アレッサンドロ・ザナルディ死去 F1界が追悼「真の勇気を示した」
アレッサンドロ・ザナルディが2026年5月1日、イタリア・ボローニャで死去した。享年59歳。F1ではロータス、ミナルディ、ジョーダン、ウィリアムズから通算41戦に出走し、その後インディカーで1997年と1998年に連覇を果たした。

2001年のラウジッツリンクでの事故により両脚を切断した後も、ザナルディはハンドコントロール付きのレーシングカーで競技に復帰。

さらにハンドバイクに転向し、2012年と2016年のパラリンピックで金メダルを獲得した。2020年のハンドバイク事故で深刻な顔面および頭部外傷を負っていた。

ドメニカリ「彼の並外れた強さを忘れない」
F1のCEO兼プレジデントを務めるステファノ・ドメニカリは、ザナルディへの追悼の言葉を述べた。

「親愛なる友人アレックス・ザナルディの死に、深い悲しみを覚えている」

「彼は人間としても、アスリートとしても、本当に人々を鼓舞する存在だった。私は彼の並外れた強さを、これからも常に胸に刻み続ける」

「彼は誰もが立ち止まってしまうような困難に直面した。それでも前を向き続け、常に笑顔を絶やさず、頑固なまでの決意で我々すべてに刺激を与えてくれた」

「彼を失った悲しみは非常に大きいが、そのレガシーは力強く残り続ける。今、私の心からの思いと深い哀悼の意は、妻ダニエラ、息子ニッコロ、家族、そして彼を知る幸運に恵まれたすべての人々に向けられている」

ヒル「彼は並外れた人物だった」
1996年F1ワールドチャンピオンのデイモン・ヒルも、F1.comにザナルディへの思いを語った。

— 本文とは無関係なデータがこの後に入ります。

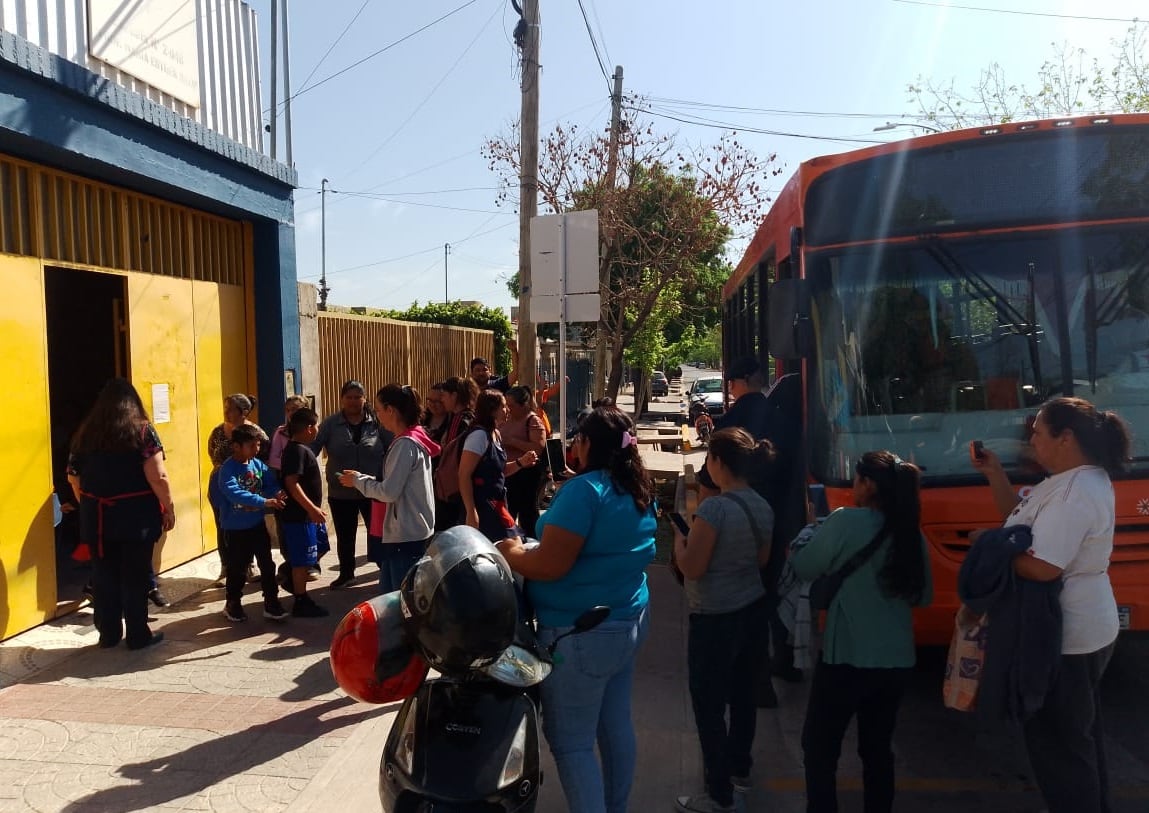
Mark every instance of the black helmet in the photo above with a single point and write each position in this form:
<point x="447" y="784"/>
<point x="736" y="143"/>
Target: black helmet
<point x="460" y="601"/>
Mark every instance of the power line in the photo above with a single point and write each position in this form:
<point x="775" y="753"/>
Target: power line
<point x="594" y="44"/>
<point x="433" y="90"/>
<point x="453" y="159"/>
<point x="764" y="110"/>
<point x="602" y="37"/>
<point x="380" y="51"/>
<point x="1024" y="14"/>
<point x="332" y="47"/>
<point x="372" y="196"/>
<point x="437" y="248"/>
<point x="745" y="129"/>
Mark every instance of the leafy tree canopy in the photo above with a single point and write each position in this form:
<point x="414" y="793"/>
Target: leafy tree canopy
<point x="664" y="221"/>
<point x="462" y="316"/>
<point x="1067" y="84"/>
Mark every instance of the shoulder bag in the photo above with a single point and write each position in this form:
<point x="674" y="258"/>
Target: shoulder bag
<point x="824" y="589"/>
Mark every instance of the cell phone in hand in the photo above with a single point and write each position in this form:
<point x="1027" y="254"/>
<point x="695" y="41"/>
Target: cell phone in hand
<point x="816" y="493"/>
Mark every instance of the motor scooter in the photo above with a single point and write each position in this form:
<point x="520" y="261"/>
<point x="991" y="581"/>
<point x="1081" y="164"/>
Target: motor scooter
<point x="470" y="742"/>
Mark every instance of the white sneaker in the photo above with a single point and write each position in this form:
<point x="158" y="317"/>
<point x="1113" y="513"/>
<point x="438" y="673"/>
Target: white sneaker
<point x="702" y="803"/>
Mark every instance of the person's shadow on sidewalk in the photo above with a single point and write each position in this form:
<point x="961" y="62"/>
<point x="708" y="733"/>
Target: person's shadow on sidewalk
<point x="187" y="773"/>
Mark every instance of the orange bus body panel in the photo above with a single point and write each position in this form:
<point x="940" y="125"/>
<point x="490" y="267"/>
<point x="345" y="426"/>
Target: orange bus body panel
<point x="949" y="512"/>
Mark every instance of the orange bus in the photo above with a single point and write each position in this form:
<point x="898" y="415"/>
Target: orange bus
<point x="935" y="291"/>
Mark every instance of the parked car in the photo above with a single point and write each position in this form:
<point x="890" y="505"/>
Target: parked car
<point x="709" y="390"/>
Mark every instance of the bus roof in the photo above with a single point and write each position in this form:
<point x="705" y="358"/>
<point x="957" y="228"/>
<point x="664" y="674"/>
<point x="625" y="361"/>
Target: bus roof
<point x="786" y="209"/>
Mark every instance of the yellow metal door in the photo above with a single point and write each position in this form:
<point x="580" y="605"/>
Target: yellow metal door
<point x="28" y="564"/>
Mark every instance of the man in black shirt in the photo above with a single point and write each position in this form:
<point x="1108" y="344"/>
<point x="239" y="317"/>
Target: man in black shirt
<point x="776" y="417"/>
<point x="303" y="520"/>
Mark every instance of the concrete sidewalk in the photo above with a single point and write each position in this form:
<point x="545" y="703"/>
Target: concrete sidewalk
<point x="246" y="717"/>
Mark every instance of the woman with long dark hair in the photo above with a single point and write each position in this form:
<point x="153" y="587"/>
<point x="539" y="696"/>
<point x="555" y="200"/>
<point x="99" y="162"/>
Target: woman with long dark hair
<point x="459" y="397"/>
<point x="595" y="542"/>
<point x="483" y="470"/>
<point x="1071" y="515"/>
<point x="405" y="487"/>
<point x="117" y="473"/>
<point x="523" y="432"/>
<point x="868" y="649"/>
<point x="730" y="614"/>
<point x="354" y="441"/>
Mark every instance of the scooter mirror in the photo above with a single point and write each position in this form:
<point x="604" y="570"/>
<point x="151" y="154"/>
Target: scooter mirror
<point x="591" y="619"/>
<point x="588" y="620"/>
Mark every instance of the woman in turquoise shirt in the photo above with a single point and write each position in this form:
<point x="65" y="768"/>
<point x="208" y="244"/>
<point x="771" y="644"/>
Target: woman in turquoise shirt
<point x="596" y="540"/>
<point x="868" y="649"/>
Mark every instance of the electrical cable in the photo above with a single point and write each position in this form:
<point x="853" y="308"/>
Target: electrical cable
<point x="376" y="53"/>
<point x="432" y="91"/>
<point x="594" y="43"/>
<point x="729" y="125"/>
<point x="332" y="47"/>
<point x="1025" y="14"/>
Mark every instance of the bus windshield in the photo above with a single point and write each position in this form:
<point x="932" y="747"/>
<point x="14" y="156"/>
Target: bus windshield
<point x="923" y="347"/>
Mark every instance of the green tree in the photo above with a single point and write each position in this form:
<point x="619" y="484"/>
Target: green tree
<point x="463" y="316"/>
<point x="1067" y="84"/>
<point x="663" y="222"/>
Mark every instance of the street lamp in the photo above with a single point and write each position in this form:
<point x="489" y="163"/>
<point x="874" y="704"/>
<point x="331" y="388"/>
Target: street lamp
<point x="891" y="125"/>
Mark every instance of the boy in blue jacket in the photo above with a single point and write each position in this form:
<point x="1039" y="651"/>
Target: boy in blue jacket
<point x="248" y="489"/>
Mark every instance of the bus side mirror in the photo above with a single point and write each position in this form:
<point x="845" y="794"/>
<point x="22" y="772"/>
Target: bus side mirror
<point x="789" y="330"/>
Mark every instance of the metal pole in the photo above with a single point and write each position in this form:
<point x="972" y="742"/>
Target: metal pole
<point x="274" y="125"/>
<point x="529" y="190"/>
<point x="601" y="347"/>
<point x="290" y="160"/>
<point x="323" y="245"/>
<point x="563" y="384"/>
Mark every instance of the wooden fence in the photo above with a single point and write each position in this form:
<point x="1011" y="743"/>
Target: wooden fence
<point x="379" y="351"/>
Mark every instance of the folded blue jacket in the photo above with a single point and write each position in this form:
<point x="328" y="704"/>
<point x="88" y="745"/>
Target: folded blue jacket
<point x="1024" y="635"/>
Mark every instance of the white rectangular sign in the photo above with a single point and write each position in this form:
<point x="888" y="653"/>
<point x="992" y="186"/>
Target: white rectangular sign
<point x="580" y="232"/>
<point x="154" y="40"/>
<point x="579" y="308"/>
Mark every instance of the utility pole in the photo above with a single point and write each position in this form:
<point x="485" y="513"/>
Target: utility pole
<point x="601" y="346"/>
<point x="527" y="188"/>
<point x="446" y="250"/>
<point x="323" y="246"/>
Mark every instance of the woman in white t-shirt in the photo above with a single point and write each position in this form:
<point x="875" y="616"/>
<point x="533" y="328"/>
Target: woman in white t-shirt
<point x="1071" y="513"/>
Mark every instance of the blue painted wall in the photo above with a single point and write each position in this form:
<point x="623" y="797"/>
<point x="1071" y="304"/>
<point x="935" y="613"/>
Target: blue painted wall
<point x="55" y="113"/>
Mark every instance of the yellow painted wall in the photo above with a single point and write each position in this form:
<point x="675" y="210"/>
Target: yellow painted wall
<point x="160" y="314"/>
<point x="28" y="577"/>
<point x="221" y="369"/>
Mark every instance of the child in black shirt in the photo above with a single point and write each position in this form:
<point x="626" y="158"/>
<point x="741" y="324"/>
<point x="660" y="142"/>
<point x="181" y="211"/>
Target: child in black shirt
<point x="302" y="519"/>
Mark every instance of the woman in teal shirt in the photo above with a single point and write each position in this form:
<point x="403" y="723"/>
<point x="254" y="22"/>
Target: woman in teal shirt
<point x="868" y="649"/>
<point x="595" y="542"/>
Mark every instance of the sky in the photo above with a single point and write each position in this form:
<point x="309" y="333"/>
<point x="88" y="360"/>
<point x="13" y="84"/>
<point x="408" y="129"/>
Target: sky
<point x="394" y="116"/>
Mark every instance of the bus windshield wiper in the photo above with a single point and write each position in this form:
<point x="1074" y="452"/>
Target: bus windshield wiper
<point x="1018" y="324"/>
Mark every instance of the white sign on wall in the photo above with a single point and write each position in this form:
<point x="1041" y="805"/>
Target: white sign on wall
<point x="154" y="40"/>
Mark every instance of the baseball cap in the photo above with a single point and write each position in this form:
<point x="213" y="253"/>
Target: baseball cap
<point x="741" y="368"/>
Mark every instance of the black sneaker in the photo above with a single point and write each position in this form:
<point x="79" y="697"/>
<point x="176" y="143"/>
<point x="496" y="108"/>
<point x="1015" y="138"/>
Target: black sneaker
<point x="274" y="611"/>
<point x="234" y="612"/>
<point x="306" y="608"/>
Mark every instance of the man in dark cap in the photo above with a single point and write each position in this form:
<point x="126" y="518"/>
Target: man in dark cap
<point x="773" y="416"/>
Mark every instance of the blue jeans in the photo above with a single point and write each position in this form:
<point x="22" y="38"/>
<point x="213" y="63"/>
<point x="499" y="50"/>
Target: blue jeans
<point x="723" y="655"/>
<point x="395" y="559"/>
<point x="586" y="701"/>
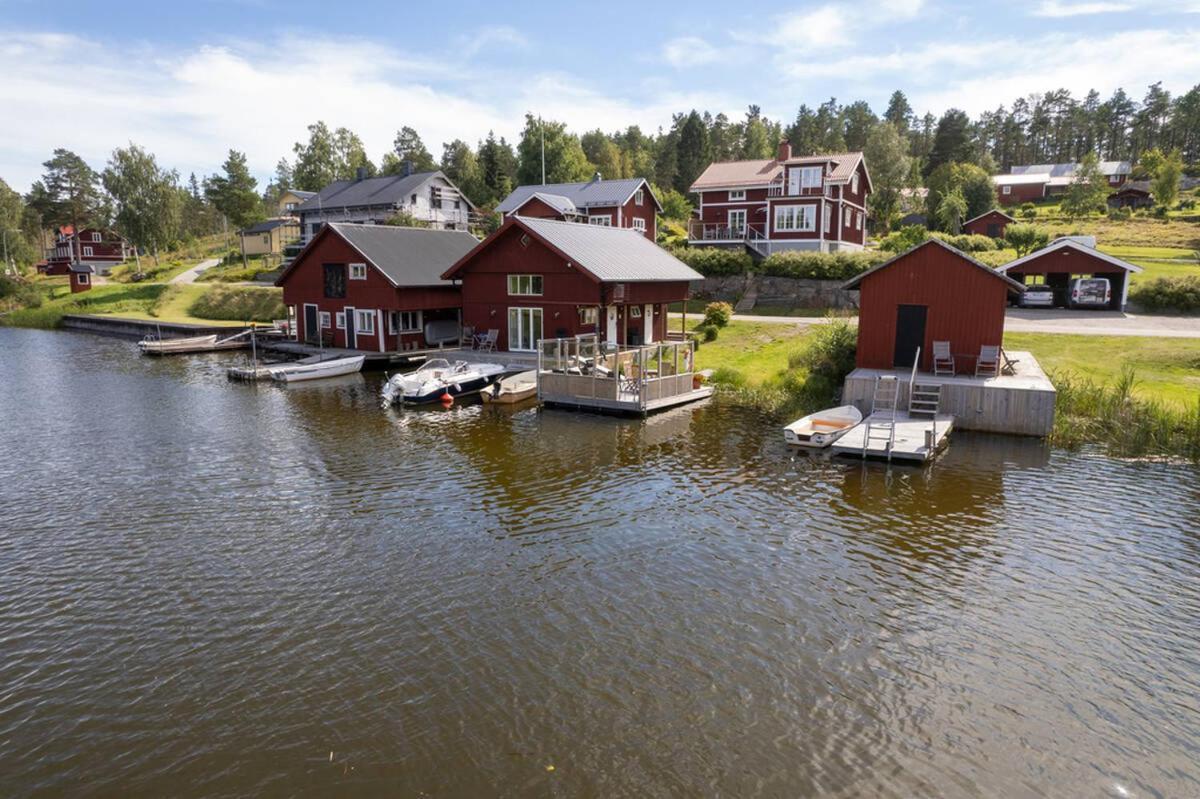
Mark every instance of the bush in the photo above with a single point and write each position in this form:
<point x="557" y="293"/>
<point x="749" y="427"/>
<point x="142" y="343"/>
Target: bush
<point x="714" y="262"/>
<point x="821" y="265"/>
<point x="1180" y="294"/>
<point x="239" y="304"/>
<point x="718" y="314"/>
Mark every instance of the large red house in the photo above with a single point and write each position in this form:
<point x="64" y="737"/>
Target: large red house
<point x="99" y="248"/>
<point x="540" y="278"/>
<point x="625" y="203"/>
<point x="376" y="287"/>
<point x="815" y="202"/>
<point x="929" y="293"/>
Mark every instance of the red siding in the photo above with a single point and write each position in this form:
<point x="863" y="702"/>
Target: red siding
<point x="983" y="224"/>
<point x="305" y="284"/>
<point x="965" y="306"/>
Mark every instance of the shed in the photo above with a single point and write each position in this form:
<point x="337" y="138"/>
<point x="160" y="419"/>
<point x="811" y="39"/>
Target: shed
<point x="1066" y="258"/>
<point x="933" y="292"/>
<point x="991" y="223"/>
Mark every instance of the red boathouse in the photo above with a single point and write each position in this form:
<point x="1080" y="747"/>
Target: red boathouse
<point x="929" y="293"/>
<point x="543" y="278"/>
<point x="376" y="287"/>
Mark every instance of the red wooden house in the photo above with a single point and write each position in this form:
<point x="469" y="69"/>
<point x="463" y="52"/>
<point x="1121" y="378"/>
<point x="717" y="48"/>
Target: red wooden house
<point x="929" y="293"/>
<point x="102" y="250"/>
<point x="991" y="223"/>
<point x="625" y="203"/>
<point x="815" y="202"/>
<point x="539" y="278"/>
<point x="376" y="287"/>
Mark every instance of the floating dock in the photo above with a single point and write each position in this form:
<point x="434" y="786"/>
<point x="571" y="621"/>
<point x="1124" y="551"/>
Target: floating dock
<point x="917" y="438"/>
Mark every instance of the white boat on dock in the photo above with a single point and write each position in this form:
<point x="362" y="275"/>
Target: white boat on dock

「信じられないほど悲しい。あれほど情熱的で不屈の人物にしては、彼の人生にはあまりにも多くの不運があったと思う。両脚を失った後に戻ってきて、パラリンピックやその他の競技に出場したとき、彼は自分が何者なのかを示した」

「彼と初めて出会ったのはフォーミュラ3000のときで、彼はバローネ・ランパンテで走っていた。そこから彼のキャリアを見てきた。パラリンピックで彼が何をしているのかを聞くたびに、いつも感銘を受けていた」

「ひとりの人間として、彼は並外れていた。何をするにも、あの典型的なイタリア人らしい情熱を持っているように見えた。それは見事だった。最終的に、彼が我々のもとを去ったことは本当に悲しい」

ザナルディ F1

ヴォルフ「真の勇気とは何かを定義した人物」
メルセデスのチーム代表トト・ヴォルフは、ザナルディの「真の勇気」に触れた。

「モーターレーシングでは、我々は勇気について多くを語る。時折、その意味を本当に定義する人物に出会うことがある。アレックス・ザナルディがその人だった」

「若いレーシングドライバーだった頃、私はアレックスのドライビングスキルに憧れていた。彼が特にアメリカで成し遂げたことは、どれほど才能ある人物だったかを示していた。だが、事故の後に彼が成し遂げたことは、さらに大きなインスピレーションだった。彼は、人生が人に試練を与えても、それがその人を定義する必要はないことを示した。逆境は謙虚さ、ユーモア、楽観主義によって乗り越えられるのだ」

「彼の模範はこれからも人々を鼓舞し続け、真の勇気がどのようなものかを思い出させてくれるだろう」

カルロス・サインツ、ウィリアムズのチーム代表ジェームス・ボウルズ、マクラーレン・レーシングCEOのザク・ブラウン、元F1ドライバーのハインツ=ハラルド・フレンツェンらも、SNSを通じてザナルディに追悼の意を表した。